Perhaps this is why he was parted from you for a while, that you might have him back for ever, no longer as a slave but more than a slave, as a beloved brother, especially to me but how much more to you, both in the flesh and in the Lord. So if you consider me your partner, receive him as you would receive me. (Philemon 1:15-17)


I agree that the abuses that often came with slavery are evils, but permanent servitude entered into of one’s own free will is not. Please see my 2nd post in this thread. :slight_smile:


When a man strikes his male or female slave with a rod so hard that the slave dies under his hand, he shall be punished. If, however, the slave survives for a day or two, he is not to be punished, since the slave is his own property. (Exodus 21:20-21 NAB)

When a man sells his daughter as a slave, she will not be freed at the end of six years as the men are… (Exodus 21:7-11 NLT)

However, you may purchase male or female slaves from among the foreigners who live among you.
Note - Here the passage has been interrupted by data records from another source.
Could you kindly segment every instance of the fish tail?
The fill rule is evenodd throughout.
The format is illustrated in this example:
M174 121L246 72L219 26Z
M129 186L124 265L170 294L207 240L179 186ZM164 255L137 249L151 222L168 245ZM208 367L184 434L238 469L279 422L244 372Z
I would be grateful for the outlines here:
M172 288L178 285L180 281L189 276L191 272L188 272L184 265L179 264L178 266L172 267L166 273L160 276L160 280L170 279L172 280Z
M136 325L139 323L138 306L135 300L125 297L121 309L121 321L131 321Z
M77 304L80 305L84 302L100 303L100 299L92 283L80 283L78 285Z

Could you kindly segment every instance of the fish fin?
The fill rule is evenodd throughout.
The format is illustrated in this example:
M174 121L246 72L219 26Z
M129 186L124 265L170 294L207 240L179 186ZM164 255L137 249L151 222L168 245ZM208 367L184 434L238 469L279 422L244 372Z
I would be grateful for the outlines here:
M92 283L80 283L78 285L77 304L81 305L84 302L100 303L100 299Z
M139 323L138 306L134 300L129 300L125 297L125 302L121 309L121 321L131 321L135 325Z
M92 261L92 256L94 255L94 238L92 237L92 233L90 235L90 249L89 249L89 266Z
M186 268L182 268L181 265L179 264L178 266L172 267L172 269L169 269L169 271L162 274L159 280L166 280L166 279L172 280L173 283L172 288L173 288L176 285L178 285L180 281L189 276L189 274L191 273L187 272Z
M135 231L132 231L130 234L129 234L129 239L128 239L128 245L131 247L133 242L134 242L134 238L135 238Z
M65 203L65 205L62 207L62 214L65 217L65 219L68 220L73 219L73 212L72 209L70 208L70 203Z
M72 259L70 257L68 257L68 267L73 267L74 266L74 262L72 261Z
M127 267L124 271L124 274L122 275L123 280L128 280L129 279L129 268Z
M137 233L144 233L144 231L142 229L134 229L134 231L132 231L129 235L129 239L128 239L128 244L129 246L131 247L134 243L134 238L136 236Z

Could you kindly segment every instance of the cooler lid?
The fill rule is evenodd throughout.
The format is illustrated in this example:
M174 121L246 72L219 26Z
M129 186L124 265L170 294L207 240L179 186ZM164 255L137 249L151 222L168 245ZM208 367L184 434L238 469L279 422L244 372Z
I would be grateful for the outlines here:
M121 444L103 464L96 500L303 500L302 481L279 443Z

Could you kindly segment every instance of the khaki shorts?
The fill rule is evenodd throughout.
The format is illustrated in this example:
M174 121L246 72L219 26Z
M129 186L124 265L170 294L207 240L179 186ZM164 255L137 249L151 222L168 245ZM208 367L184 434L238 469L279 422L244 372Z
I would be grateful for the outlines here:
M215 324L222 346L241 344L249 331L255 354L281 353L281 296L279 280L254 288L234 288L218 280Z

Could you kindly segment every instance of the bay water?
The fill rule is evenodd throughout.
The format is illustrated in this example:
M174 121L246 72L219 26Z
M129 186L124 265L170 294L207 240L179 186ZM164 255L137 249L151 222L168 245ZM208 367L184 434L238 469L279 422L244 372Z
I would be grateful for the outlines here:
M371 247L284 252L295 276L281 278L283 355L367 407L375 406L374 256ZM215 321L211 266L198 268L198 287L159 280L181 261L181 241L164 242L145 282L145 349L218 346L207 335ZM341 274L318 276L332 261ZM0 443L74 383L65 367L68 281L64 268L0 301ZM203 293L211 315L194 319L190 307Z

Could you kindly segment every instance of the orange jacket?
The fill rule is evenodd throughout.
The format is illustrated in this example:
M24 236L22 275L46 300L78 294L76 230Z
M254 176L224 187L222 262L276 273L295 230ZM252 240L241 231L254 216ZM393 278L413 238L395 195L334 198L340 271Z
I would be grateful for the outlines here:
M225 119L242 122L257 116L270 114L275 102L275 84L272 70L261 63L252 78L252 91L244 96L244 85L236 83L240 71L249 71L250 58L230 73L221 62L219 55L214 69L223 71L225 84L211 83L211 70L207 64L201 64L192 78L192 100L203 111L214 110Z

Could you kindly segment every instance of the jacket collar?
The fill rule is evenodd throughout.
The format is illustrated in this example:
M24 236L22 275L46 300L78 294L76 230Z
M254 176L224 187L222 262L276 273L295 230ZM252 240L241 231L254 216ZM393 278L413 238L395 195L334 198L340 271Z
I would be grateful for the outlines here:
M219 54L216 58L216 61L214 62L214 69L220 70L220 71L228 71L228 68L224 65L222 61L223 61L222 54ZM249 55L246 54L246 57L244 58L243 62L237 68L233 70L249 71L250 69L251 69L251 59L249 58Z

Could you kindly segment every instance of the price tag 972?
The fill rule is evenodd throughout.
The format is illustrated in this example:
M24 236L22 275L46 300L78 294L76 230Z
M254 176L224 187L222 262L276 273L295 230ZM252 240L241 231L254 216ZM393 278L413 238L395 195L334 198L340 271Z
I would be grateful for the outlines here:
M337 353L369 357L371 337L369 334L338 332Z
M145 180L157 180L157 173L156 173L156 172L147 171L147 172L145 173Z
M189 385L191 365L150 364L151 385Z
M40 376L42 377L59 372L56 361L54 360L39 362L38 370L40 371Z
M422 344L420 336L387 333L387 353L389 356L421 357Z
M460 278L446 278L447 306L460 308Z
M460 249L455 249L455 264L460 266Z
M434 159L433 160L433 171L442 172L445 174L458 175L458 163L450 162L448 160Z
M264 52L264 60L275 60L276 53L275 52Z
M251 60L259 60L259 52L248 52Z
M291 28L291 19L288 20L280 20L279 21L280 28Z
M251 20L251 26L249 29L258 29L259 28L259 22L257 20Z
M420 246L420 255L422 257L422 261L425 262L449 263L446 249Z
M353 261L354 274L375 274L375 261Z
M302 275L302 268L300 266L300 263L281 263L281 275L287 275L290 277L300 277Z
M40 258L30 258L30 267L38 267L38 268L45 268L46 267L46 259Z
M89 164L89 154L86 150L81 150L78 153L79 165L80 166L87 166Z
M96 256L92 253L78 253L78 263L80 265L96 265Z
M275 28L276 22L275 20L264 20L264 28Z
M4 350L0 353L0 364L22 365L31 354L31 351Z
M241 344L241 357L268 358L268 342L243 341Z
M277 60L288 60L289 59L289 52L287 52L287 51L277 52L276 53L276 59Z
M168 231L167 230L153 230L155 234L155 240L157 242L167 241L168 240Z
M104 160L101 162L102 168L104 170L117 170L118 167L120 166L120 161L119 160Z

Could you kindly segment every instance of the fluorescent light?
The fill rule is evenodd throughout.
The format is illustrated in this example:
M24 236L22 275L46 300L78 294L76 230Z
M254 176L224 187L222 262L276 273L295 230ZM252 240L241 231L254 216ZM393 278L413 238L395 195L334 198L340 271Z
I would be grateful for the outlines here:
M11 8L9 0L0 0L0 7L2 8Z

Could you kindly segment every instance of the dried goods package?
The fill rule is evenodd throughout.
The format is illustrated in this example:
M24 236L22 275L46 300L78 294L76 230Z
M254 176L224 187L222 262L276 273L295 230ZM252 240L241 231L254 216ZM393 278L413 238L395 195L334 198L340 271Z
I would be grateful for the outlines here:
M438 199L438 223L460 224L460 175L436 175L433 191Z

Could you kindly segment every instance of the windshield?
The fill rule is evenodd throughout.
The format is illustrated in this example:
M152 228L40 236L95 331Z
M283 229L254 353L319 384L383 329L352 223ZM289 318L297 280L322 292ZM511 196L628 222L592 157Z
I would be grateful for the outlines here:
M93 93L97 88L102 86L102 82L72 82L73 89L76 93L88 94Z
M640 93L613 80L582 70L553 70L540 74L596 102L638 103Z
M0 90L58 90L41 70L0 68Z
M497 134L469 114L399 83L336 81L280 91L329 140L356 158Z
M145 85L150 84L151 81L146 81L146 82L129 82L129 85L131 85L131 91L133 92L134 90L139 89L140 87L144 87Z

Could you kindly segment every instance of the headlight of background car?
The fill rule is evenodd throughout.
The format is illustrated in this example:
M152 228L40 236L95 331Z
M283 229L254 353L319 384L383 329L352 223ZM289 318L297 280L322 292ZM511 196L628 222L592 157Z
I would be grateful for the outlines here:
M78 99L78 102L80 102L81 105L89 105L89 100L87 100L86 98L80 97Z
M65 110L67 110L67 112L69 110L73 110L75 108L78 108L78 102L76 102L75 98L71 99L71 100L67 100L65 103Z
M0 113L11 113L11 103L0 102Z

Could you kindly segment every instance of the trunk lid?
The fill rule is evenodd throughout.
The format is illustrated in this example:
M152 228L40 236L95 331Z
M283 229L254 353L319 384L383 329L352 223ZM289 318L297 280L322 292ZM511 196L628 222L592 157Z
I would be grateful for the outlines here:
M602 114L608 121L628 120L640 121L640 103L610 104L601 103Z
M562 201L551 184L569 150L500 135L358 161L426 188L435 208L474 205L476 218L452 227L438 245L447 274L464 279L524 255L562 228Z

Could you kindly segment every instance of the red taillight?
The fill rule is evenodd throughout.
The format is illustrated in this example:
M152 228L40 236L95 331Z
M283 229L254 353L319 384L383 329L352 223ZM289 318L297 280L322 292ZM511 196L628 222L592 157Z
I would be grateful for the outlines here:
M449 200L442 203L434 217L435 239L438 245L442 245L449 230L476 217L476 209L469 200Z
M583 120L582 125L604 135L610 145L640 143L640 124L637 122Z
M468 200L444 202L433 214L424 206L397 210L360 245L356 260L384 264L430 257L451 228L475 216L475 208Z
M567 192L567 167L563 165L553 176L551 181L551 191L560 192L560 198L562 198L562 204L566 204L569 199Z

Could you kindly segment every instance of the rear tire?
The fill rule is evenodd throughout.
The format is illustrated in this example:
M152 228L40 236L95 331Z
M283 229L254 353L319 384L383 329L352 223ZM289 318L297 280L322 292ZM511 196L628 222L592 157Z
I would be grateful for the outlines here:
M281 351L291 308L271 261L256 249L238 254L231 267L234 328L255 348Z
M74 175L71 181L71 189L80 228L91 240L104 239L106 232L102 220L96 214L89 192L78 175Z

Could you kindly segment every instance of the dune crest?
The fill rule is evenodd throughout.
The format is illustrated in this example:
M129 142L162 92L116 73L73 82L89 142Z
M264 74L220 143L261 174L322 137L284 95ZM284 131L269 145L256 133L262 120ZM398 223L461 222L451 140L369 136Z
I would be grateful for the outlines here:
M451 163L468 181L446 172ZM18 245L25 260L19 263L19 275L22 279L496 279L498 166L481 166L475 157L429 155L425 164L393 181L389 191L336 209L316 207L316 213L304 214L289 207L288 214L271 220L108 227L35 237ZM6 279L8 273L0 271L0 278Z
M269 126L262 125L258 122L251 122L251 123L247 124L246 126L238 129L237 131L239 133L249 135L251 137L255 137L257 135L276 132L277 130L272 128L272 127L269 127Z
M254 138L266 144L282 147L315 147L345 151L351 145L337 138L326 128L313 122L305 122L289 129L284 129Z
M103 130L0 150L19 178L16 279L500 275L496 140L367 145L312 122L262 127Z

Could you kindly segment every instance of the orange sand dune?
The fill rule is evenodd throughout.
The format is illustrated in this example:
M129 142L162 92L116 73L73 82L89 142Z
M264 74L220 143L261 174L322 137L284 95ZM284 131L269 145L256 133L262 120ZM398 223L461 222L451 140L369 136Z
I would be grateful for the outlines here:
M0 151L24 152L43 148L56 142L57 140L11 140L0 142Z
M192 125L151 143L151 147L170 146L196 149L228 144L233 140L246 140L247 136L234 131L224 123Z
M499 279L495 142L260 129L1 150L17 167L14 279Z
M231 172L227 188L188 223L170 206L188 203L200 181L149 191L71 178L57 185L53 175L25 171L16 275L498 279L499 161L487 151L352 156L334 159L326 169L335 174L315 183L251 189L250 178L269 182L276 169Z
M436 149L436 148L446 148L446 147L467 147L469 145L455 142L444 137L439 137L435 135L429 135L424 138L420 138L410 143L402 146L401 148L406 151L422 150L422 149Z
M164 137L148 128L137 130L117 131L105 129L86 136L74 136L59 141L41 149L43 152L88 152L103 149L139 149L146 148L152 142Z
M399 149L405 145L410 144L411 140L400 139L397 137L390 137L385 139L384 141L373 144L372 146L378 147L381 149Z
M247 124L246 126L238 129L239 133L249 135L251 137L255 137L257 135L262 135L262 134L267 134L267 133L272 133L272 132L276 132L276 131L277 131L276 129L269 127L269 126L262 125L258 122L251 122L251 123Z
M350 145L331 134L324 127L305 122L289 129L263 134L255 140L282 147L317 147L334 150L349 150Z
You may also purchase the children of such resident foreigners, including those who have been born in your land. You may treat them as your property, passing them on to your children as a permanent inheritance. You may treat your slaves like this, but the people of Israel, your relatives, must never be treated this way. (Leviticus 25:44-46 NLT)

…etc, etc, and so on.


Hmmm, yes. :slight_smile: These laws govern who could be enslaved and how slaves were to be treated and consequences for abusing them. It says nothing at all about the rightness or wrongness of slavery itself. And slaves were set free every seven years in Israel. That was part of the law, as well.

Naturally, in our times and in many ancient cultures slavery, as it was practiced, is/was a great evil. Still, the idea that one may enslave oneself voluntarily is not wrong. We have all sorts of this kind of slavery in our own day in the West. The word slavery has taken on a bad connotation because of the abuses of slavery, and no one in our times should be compelled into slavery nor be abused as a slave, but in and of itself, it is not evil.

Are you suggesting that all the slaves in Israel were there because they chose to be?

So that makes it ok?

Except that it didn’t end.

The meaning of the word back then and the meaning of the word for us now is different. Back then, most spaves were either people who had fallen into debt or prisoners of war. The only other option with the prisoners of war was to kill them; people did not have the resources then to build prisons for them as we do now.

For us, esp Americans, the word reflects the American cultural past of buying people, shipping them far awayfrom their homeland, and keeping them and their descendants in an enforced and fairly unrestricted servitude. This is indeed a great wrong, but it is also *different *from what was going on in OT times.

Christ also didn’t speak out against abortion or homosexual activity. However, this does not mean that He thought they were all right.